Jürgen Hindenberg, Geschäftsführer Berufsbildung und Fachkräftesicherung der Industrie- und Handelskammer Bonn/Rhein-Sieg, geht davon aus, dass die notwenige Gesetzesänderung gar nicht so kompliziert sei. Nur ein Absatz müsse aus dem Gesetz gestrichen werden.

Um die Gesetzesänderungen anzustoßen, haben die Beiräte Bundestagsabgeordnete aus der Region eingeladen und von ihnen Rückendeckung für ihre Pläne bekommen. „Es bestand eine parteiübergreifende Einigkeit hinsichtlich der Problemanalyse und dass das Problem durch den Gesetzgeber gelöst werden müsse“, sagte Bundestagsabgeordneter Alexander Neu (Die Linke).

„Die Vorschläge des Jobcenters Rhein-Sieg sind durchdacht und sinnvoll, um bestehende Hürden für arbeitslose Menschen abzubauen, die eine Berufsausbildung nachholen wollen“, sagte Sebastian Hartmann (SPD), Vorsitzender der SPD Nordrhein-Westfalen und Bundestagsabgeordneter. Er will sich für eine entsprechende Änderung des Sozialgesetzbuches einsetzen.
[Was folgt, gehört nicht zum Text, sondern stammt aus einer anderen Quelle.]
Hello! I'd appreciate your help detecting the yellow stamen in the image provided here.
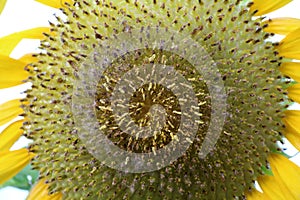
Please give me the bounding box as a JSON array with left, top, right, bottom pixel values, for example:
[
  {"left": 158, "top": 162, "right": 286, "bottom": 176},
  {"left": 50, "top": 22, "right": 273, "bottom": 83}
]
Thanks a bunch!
[
  {"left": 0, "top": 0, "right": 6, "bottom": 14},
  {"left": 279, "top": 62, "right": 300, "bottom": 82},
  {"left": 288, "top": 84, "right": 300, "bottom": 103},
  {"left": 250, "top": 0, "right": 292, "bottom": 16},
  {"left": 0, "top": 27, "right": 50, "bottom": 56},
  {"left": 36, "top": 0, "right": 73, "bottom": 8},
  {"left": 0, "top": 120, "right": 23, "bottom": 151},
  {"left": 277, "top": 28, "right": 300, "bottom": 59},
  {"left": 264, "top": 17, "right": 300, "bottom": 35},
  {"left": 27, "top": 179, "right": 62, "bottom": 200},
  {"left": 0, "top": 149, "right": 34, "bottom": 184},
  {"left": 0, "top": 99, "right": 23, "bottom": 126},
  {"left": 246, "top": 189, "right": 270, "bottom": 200}
]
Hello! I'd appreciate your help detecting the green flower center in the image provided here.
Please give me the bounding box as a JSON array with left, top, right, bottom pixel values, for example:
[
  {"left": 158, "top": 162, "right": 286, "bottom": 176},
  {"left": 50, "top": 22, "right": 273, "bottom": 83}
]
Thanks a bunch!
[{"left": 24, "top": 0, "right": 286, "bottom": 199}]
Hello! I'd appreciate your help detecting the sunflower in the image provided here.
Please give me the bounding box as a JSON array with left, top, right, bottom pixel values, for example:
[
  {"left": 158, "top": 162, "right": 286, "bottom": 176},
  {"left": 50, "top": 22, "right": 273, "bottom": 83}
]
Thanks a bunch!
[{"left": 0, "top": 0, "right": 300, "bottom": 199}]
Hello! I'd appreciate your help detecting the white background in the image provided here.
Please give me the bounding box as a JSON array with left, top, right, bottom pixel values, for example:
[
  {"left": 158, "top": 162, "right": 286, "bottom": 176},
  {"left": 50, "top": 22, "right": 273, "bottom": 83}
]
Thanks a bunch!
[{"left": 0, "top": 0, "right": 300, "bottom": 200}]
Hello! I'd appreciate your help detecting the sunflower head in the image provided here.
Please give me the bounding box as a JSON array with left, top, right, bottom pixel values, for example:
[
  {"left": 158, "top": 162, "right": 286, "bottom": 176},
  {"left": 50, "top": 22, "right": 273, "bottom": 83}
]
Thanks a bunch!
[{"left": 0, "top": 0, "right": 296, "bottom": 199}]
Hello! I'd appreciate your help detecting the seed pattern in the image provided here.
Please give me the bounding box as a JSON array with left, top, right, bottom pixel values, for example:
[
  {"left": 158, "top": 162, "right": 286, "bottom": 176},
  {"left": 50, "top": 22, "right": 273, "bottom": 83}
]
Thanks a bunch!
[{"left": 23, "top": 0, "right": 286, "bottom": 199}]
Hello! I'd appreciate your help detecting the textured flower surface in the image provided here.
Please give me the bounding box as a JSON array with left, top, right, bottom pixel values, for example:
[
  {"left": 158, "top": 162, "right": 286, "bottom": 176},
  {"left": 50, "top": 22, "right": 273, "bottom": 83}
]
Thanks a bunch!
[{"left": 0, "top": 0, "right": 300, "bottom": 199}]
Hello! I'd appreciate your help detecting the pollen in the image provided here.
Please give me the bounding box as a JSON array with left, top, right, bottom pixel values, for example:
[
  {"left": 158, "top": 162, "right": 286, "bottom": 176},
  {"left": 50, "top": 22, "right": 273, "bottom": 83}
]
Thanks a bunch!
[{"left": 23, "top": 0, "right": 286, "bottom": 199}]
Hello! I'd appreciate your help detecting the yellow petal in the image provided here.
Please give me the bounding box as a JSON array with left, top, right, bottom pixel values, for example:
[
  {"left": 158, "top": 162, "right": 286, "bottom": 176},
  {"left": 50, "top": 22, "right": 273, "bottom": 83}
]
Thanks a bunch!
[
  {"left": 36, "top": 0, "right": 73, "bottom": 8},
  {"left": 0, "top": 55, "right": 29, "bottom": 89},
  {"left": 269, "top": 154, "right": 300, "bottom": 199},
  {"left": 0, "top": 120, "right": 23, "bottom": 151},
  {"left": 288, "top": 84, "right": 300, "bottom": 103},
  {"left": 277, "top": 28, "right": 300, "bottom": 59},
  {"left": 279, "top": 62, "right": 300, "bottom": 82},
  {"left": 0, "top": 27, "right": 50, "bottom": 56},
  {"left": 0, "top": 149, "right": 34, "bottom": 184},
  {"left": 250, "top": 0, "right": 292, "bottom": 16},
  {"left": 245, "top": 189, "right": 270, "bottom": 200},
  {"left": 258, "top": 154, "right": 300, "bottom": 200},
  {"left": 27, "top": 179, "right": 62, "bottom": 200},
  {"left": 0, "top": 99, "right": 23, "bottom": 126},
  {"left": 282, "top": 110, "right": 300, "bottom": 150},
  {"left": 264, "top": 17, "right": 300, "bottom": 35},
  {"left": 0, "top": 0, "right": 6, "bottom": 14}
]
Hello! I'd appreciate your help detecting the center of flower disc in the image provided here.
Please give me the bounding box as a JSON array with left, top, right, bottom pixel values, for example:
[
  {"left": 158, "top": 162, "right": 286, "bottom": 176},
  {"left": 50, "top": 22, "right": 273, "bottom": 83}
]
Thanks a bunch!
[{"left": 24, "top": 0, "right": 285, "bottom": 199}]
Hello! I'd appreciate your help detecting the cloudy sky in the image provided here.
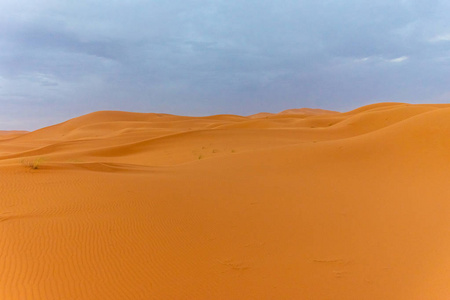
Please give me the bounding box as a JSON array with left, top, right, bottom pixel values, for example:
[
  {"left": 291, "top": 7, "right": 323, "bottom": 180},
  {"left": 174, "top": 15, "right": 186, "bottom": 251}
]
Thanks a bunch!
[{"left": 0, "top": 0, "right": 450, "bottom": 130}]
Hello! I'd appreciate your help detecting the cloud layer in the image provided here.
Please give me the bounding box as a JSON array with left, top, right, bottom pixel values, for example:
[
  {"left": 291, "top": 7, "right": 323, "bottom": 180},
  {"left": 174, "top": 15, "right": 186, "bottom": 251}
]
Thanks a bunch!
[{"left": 0, "top": 0, "right": 450, "bottom": 129}]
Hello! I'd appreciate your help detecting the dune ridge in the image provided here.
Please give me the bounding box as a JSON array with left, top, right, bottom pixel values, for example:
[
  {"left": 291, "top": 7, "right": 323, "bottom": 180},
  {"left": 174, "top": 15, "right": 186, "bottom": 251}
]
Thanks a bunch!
[{"left": 0, "top": 103, "right": 450, "bottom": 300}]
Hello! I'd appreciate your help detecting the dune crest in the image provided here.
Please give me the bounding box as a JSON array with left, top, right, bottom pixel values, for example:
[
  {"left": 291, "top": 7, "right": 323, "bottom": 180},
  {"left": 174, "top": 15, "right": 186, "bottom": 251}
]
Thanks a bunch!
[{"left": 0, "top": 103, "right": 450, "bottom": 300}]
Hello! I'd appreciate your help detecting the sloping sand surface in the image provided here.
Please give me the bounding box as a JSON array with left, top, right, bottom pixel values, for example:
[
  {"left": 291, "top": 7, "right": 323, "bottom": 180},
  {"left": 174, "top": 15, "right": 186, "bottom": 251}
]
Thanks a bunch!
[{"left": 0, "top": 103, "right": 450, "bottom": 300}]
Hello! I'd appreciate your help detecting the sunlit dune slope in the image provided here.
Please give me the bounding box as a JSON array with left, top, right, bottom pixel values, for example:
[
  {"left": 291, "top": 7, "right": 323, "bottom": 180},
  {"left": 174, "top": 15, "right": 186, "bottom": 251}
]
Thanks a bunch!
[{"left": 0, "top": 103, "right": 450, "bottom": 300}]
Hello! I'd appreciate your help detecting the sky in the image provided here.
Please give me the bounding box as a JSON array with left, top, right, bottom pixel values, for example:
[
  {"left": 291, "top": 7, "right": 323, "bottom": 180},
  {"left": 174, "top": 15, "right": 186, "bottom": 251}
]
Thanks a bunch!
[{"left": 0, "top": 0, "right": 450, "bottom": 130}]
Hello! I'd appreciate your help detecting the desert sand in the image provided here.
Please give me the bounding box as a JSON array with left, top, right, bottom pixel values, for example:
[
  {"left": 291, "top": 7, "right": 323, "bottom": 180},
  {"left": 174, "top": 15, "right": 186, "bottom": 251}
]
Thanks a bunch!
[{"left": 0, "top": 103, "right": 450, "bottom": 300}]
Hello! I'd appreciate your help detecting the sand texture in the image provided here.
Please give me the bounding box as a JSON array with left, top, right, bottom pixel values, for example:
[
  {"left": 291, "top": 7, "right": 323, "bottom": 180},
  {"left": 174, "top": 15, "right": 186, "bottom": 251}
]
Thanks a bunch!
[{"left": 0, "top": 103, "right": 450, "bottom": 300}]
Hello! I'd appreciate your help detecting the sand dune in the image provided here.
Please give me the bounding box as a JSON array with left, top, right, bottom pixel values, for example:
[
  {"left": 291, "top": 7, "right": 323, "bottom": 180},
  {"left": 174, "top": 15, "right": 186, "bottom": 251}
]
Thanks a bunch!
[{"left": 0, "top": 103, "right": 450, "bottom": 300}]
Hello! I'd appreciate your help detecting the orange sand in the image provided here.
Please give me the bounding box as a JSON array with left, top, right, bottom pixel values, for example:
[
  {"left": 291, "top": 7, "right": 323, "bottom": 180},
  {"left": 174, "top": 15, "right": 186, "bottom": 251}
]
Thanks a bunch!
[{"left": 0, "top": 103, "right": 450, "bottom": 300}]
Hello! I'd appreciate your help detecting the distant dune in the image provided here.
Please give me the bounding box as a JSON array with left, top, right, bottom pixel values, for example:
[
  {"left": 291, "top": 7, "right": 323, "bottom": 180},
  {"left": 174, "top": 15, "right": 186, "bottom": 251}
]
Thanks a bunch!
[{"left": 0, "top": 103, "right": 450, "bottom": 300}]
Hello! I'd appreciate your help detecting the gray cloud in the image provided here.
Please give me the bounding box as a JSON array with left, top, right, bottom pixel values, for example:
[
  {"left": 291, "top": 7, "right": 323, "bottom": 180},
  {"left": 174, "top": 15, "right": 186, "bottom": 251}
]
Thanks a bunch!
[{"left": 0, "top": 0, "right": 450, "bottom": 129}]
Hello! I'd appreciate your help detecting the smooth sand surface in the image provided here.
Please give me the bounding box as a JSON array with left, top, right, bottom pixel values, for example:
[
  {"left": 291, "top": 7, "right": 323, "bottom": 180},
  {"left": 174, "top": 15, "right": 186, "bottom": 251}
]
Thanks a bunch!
[{"left": 0, "top": 103, "right": 450, "bottom": 300}]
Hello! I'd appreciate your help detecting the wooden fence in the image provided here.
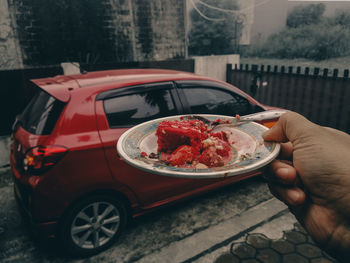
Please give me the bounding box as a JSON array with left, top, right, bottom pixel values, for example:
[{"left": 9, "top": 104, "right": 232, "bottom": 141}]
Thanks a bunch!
[{"left": 227, "top": 64, "right": 350, "bottom": 133}]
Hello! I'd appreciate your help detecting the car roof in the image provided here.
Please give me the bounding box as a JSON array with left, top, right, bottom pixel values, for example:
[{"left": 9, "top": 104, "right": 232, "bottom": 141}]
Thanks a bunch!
[{"left": 31, "top": 69, "right": 214, "bottom": 102}]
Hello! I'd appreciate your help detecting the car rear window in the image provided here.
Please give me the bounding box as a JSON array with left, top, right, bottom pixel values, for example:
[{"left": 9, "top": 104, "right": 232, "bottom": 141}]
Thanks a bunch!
[
  {"left": 20, "top": 90, "right": 65, "bottom": 135},
  {"left": 104, "top": 89, "right": 177, "bottom": 128}
]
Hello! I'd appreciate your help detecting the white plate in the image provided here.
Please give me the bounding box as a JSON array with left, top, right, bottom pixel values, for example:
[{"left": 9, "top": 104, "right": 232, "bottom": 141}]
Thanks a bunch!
[{"left": 117, "top": 114, "right": 280, "bottom": 178}]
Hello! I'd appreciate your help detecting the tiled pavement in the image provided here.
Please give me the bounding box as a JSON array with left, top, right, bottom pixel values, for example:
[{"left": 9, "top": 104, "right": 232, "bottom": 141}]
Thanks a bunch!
[{"left": 214, "top": 223, "right": 337, "bottom": 263}]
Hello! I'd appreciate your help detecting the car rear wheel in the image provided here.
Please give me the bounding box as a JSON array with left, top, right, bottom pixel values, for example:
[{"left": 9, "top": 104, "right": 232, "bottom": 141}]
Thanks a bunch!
[{"left": 59, "top": 195, "right": 126, "bottom": 256}]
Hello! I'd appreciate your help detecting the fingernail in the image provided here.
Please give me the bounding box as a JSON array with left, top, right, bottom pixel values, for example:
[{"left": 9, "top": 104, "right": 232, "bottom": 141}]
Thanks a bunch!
[
  {"left": 276, "top": 168, "right": 289, "bottom": 179},
  {"left": 261, "top": 131, "right": 269, "bottom": 139},
  {"left": 288, "top": 190, "right": 301, "bottom": 203}
]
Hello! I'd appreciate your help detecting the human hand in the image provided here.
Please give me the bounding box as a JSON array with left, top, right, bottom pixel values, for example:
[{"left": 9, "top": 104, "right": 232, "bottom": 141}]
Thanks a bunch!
[{"left": 263, "top": 112, "right": 350, "bottom": 260}]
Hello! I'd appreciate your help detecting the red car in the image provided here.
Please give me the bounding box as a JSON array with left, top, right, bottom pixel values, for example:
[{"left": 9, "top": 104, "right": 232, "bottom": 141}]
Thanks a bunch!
[{"left": 10, "top": 69, "right": 278, "bottom": 255}]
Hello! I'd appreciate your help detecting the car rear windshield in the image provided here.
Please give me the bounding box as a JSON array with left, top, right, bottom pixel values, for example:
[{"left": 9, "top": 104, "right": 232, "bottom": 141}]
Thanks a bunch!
[{"left": 19, "top": 90, "right": 65, "bottom": 135}]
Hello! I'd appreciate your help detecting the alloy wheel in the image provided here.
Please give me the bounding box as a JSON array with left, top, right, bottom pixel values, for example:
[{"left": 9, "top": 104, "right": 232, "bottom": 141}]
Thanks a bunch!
[{"left": 70, "top": 202, "right": 120, "bottom": 249}]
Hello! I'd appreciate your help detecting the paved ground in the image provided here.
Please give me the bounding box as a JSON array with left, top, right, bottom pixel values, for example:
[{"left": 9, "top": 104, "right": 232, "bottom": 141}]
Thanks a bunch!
[{"left": 0, "top": 138, "right": 336, "bottom": 263}]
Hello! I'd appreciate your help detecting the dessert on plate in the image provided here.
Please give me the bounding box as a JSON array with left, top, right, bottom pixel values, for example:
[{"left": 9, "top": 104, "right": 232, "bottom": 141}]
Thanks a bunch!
[{"left": 156, "top": 120, "right": 234, "bottom": 169}]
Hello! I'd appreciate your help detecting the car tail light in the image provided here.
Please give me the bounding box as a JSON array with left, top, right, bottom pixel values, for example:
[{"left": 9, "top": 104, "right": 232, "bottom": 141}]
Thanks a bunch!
[{"left": 23, "top": 146, "right": 68, "bottom": 175}]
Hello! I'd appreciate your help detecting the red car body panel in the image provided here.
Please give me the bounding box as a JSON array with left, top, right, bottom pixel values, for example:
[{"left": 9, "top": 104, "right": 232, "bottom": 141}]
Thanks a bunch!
[{"left": 11, "top": 69, "right": 276, "bottom": 239}]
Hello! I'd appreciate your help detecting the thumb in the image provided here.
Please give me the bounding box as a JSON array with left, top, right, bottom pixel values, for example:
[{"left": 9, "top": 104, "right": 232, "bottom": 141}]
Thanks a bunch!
[{"left": 263, "top": 111, "right": 314, "bottom": 142}]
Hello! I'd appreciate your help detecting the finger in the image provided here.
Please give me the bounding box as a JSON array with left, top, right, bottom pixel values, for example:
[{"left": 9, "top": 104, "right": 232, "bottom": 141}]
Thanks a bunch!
[
  {"left": 263, "top": 111, "right": 315, "bottom": 142},
  {"left": 280, "top": 142, "right": 293, "bottom": 160},
  {"left": 269, "top": 183, "right": 306, "bottom": 206},
  {"left": 269, "top": 160, "right": 297, "bottom": 185}
]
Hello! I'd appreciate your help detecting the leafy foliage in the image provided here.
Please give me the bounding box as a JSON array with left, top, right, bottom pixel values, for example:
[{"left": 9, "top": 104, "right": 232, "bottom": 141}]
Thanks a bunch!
[
  {"left": 245, "top": 5, "right": 350, "bottom": 60},
  {"left": 189, "top": 0, "right": 239, "bottom": 55},
  {"left": 287, "top": 3, "right": 326, "bottom": 28}
]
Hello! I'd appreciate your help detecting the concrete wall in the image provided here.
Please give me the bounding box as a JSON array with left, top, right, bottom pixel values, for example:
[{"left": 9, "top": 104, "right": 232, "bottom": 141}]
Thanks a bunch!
[
  {"left": 0, "top": 0, "right": 186, "bottom": 69},
  {"left": 193, "top": 55, "right": 239, "bottom": 81},
  {"left": 0, "top": 0, "right": 22, "bottom": 69}
]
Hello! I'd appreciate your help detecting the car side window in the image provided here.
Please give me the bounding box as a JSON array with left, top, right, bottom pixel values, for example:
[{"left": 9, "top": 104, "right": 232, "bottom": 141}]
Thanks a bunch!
[
  {"left": 182, "top": 86, "right": 251, "bottom": 116},
  {"left": 104, "top": 89, "right": 177, "bottom": 128}
]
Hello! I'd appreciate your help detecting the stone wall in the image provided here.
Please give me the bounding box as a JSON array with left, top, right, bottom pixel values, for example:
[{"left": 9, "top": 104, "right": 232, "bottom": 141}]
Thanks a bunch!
[
  {"left": 0, "top": 0, "right": 186, "bottom": 68},
  {"left": 0, "top": 0, "right": 22, "bottom": 69},
  {"left": 132, "top": 0, "right": 186, "bottom": 60}
]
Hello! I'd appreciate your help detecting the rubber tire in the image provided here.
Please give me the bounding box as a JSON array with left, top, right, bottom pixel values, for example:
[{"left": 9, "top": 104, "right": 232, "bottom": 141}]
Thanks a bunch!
[{"left": 57, "top": 194, "right": 127, "bottom": 257}]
Auch ein Pilotprojekt zur Prüfung einer Änderung könne er sich in der Region Bonn/Rhein-Sieg gut vorstellen.

Für die CDU-Bundestagsabgeordnete Elisabeth Winkelmeier-Becker haben die Beispiele aus der Praxis des Jobcenters eines gezeigt: „Wenn Menschen erst im zweiten Anlauf und in späteren Jahren eine Berufsausbildung absolvieren können, brauchen sie oft längere und flexiblere Ausbildungszeiten und eine finanzielle Unterstützung, die ihrer besonderen Lebenssituation Rechnung trägt.“ Davon könnten zum Beispiel junge Frauen profitieren, die schon Kinder haben und deshalb ihre Berufsausbildung zurückstellen mussten.

Auch die FDP-Bundesstagsabgeordnete Nicole Westig will die Forderung nach der Einführung einer Förderfähigkeit auch für dreijährige, das heißt nicht verkürzte, Umschulungen unterstützen. Sie könne sich für die betroffenen Personen eine ähnliche Regelung des Mehrbedarfs, wie sie für die Grundsicherung im Alter und voll erwerbsgeminderte Menschen gilt, vorstellen.